Cyberterrorists reportedly launched an attack on the U.S. power grid, creating vulnerabilities in its control center and several power-generation sites across the country.

The North American Electric Reliability Corporation or NERC revealed on Thursday that the U.S. grid suffered an unprecedented cyberattack this spring, though it did cause any blackouts in affected areas in the western United States.

In its “Lesson Learned” report, the NERC said the March 5 attack caused signal outages at the grid’s “low-impact” control center, but they did not last longer than five minutes. The energy watchdog presented its findings to the Department of Energy on what it considers the first disruptive “cyber event” to have victimized the U.S. power grid.

The cyberattack on the U.S. grid shows just how vulnerable power utilities in the country are, as they become more reliant to digitalization and interconnectivity, according to energy news website E&E News. The NERC itself urged organizations to use “as few internet-facing devices as possible” to avoid becoming exposed to hackers.

The March 5 incident couldn’t have come at a worse time for U.S. grid operators. Just two months before the attack, former National Intelligence Director Dan Coats had revealed that Russian hackers were now capable of disrupting power in the United States for at least a few hours. This was already seen back in 2015 and 2016, where cyber-terrorists successfully knocked out power utilities in Ukraine for several hours.

By comparison, the cyberattack earlier this year seemed to have been simpler and less dangerous than the ones in Ukraine. While the attack managed to breach the firewalls at the undisclosed control center, the perpetrators may not have realized that it was even connected to the power grid in California, Utah, and Wyoming.

Reid Wightman, a cybersecurity expert at Dragos Inc., told E&E News that he didn’t see any evidence that the power grid was indeed targeted by hackers.

“This was probably just an automated bot that was scanning the internet for vulnerable devices, or some script kiddie,” Wightman said.

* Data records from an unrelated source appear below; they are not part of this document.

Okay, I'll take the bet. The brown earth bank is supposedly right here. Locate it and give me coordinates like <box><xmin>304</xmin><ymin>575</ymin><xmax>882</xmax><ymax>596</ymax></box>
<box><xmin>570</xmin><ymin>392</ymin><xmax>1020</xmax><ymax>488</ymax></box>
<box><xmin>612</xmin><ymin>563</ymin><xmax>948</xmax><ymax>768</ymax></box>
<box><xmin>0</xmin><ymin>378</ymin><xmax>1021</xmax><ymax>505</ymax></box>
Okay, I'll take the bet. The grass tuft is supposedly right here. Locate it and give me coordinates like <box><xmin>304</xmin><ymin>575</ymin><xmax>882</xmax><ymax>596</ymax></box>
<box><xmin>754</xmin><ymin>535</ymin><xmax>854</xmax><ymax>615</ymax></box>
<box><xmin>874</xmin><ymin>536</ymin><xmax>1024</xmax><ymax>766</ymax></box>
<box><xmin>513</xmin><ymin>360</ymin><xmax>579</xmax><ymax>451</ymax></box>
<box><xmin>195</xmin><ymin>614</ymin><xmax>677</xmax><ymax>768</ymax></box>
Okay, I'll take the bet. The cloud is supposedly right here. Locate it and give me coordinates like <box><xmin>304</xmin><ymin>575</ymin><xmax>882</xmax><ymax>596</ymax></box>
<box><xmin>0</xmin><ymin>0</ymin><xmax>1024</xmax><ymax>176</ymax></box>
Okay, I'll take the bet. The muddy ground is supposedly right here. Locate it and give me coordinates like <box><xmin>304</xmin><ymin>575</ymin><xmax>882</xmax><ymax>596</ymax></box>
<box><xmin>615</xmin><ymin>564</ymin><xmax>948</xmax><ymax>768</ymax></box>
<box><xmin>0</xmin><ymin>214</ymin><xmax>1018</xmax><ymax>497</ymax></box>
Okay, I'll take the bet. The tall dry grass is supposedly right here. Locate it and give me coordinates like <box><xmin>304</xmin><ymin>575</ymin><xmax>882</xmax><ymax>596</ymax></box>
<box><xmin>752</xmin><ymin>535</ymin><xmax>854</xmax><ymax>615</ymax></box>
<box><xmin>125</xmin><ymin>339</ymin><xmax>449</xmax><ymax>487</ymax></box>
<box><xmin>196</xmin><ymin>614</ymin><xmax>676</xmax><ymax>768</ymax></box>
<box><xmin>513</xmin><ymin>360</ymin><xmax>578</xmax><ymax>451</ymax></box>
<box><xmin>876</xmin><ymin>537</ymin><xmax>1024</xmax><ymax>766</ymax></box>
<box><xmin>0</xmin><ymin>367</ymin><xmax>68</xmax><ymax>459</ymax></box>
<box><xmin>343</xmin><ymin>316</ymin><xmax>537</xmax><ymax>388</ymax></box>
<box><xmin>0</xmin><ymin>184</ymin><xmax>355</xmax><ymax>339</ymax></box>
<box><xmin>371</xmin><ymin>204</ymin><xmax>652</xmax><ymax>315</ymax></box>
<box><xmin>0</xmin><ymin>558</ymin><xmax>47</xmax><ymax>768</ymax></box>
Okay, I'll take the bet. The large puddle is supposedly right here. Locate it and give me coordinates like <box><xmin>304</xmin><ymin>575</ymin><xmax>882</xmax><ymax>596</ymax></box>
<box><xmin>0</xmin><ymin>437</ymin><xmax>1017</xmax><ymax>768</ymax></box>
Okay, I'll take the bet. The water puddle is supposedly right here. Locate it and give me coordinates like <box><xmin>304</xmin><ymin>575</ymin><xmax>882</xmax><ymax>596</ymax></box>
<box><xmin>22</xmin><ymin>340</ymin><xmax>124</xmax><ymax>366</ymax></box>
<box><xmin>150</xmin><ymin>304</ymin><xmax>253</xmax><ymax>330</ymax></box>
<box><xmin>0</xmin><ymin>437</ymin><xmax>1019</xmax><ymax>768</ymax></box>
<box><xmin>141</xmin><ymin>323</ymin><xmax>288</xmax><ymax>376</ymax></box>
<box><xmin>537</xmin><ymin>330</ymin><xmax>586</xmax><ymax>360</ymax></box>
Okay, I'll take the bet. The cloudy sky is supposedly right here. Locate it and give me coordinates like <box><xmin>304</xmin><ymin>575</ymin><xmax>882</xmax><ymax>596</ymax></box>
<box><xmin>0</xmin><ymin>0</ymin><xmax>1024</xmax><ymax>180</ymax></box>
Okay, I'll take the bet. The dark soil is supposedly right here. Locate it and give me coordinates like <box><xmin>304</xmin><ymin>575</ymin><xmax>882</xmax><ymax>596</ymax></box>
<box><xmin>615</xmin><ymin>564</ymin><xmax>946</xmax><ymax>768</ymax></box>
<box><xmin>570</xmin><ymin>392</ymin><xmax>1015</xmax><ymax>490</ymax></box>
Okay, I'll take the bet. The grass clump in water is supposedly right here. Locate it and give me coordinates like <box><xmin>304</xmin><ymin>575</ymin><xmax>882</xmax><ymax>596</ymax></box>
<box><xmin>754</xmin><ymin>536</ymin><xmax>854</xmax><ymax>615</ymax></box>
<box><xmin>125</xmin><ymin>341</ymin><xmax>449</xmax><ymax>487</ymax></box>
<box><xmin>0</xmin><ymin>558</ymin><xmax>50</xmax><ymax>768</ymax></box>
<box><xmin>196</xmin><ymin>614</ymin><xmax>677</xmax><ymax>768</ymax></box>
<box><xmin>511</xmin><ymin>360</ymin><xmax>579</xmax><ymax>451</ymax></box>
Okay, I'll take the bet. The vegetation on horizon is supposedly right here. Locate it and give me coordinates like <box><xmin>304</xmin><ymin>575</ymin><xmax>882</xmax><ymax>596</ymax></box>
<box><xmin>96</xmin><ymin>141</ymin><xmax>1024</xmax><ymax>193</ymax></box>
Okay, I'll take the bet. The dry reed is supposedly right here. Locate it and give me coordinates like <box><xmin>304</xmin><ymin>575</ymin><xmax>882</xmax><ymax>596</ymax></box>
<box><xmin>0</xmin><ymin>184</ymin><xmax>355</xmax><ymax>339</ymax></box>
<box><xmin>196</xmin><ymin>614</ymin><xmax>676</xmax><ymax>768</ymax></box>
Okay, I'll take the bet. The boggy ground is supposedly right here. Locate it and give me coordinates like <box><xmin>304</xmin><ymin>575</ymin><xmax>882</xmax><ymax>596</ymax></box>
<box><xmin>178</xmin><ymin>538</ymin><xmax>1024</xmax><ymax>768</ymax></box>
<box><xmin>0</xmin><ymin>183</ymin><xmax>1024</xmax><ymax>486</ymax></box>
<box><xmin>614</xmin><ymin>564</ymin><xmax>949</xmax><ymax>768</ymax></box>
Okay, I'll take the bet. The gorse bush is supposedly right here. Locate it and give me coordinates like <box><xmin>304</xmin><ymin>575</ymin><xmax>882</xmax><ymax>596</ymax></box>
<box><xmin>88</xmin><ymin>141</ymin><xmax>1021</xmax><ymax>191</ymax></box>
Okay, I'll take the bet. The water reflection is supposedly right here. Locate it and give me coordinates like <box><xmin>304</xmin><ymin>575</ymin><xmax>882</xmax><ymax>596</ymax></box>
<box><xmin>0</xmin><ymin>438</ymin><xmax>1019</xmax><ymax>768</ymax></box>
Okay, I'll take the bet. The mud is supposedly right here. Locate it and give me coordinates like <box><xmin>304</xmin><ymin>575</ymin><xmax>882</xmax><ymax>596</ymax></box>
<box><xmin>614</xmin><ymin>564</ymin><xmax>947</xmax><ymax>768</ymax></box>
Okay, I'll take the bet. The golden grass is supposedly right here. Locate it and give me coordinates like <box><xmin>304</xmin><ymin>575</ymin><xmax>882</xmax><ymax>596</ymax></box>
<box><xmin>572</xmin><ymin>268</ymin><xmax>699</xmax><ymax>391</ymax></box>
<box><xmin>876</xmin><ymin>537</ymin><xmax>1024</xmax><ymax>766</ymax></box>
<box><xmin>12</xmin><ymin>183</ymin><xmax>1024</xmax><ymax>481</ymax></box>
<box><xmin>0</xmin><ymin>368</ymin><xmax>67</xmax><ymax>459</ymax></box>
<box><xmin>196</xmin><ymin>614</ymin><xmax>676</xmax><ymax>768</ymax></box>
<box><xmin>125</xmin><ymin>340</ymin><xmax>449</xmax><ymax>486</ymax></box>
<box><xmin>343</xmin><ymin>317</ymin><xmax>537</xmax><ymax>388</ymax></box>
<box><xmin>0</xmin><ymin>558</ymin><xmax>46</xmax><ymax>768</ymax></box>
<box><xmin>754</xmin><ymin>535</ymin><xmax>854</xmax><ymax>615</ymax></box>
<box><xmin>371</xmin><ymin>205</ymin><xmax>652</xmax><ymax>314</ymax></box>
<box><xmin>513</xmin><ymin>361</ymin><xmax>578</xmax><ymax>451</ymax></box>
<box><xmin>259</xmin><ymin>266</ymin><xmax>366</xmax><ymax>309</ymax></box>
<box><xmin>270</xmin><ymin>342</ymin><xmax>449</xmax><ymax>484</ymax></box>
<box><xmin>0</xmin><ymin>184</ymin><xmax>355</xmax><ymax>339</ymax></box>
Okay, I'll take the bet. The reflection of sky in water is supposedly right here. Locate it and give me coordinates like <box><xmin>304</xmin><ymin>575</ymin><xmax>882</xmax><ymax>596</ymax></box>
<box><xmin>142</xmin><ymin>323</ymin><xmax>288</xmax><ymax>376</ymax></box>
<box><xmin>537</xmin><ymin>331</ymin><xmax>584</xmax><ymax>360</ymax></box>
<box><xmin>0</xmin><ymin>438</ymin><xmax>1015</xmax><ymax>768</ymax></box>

While the incident did not cause any long-term impacts on the U.S. grid, several federal agencies are taking the event seriously. The blind spots created on the grid’s cybersecurity would have left operators unable to access the system for five-minute spans. This may not have been enough to cause major power outages, but it could have resulted in setbacks to the grid’s operation.

The NERC and DOE both refused to reveal the name of the utility involved in the cyberattack. They also declined to share any other details regarding the incident as they believe it could affect the reliability of the power grid.

“Lessons learned are an anonymized resource that identifies the lessons and contains sufficient information to understand the issues, and show the desired outcome,” said Kimberly Mielcarek, spokesperson for the NERC.

Mielcarek explained that the documents involved in the NERC’s report can be based either on a “single event” or general trends.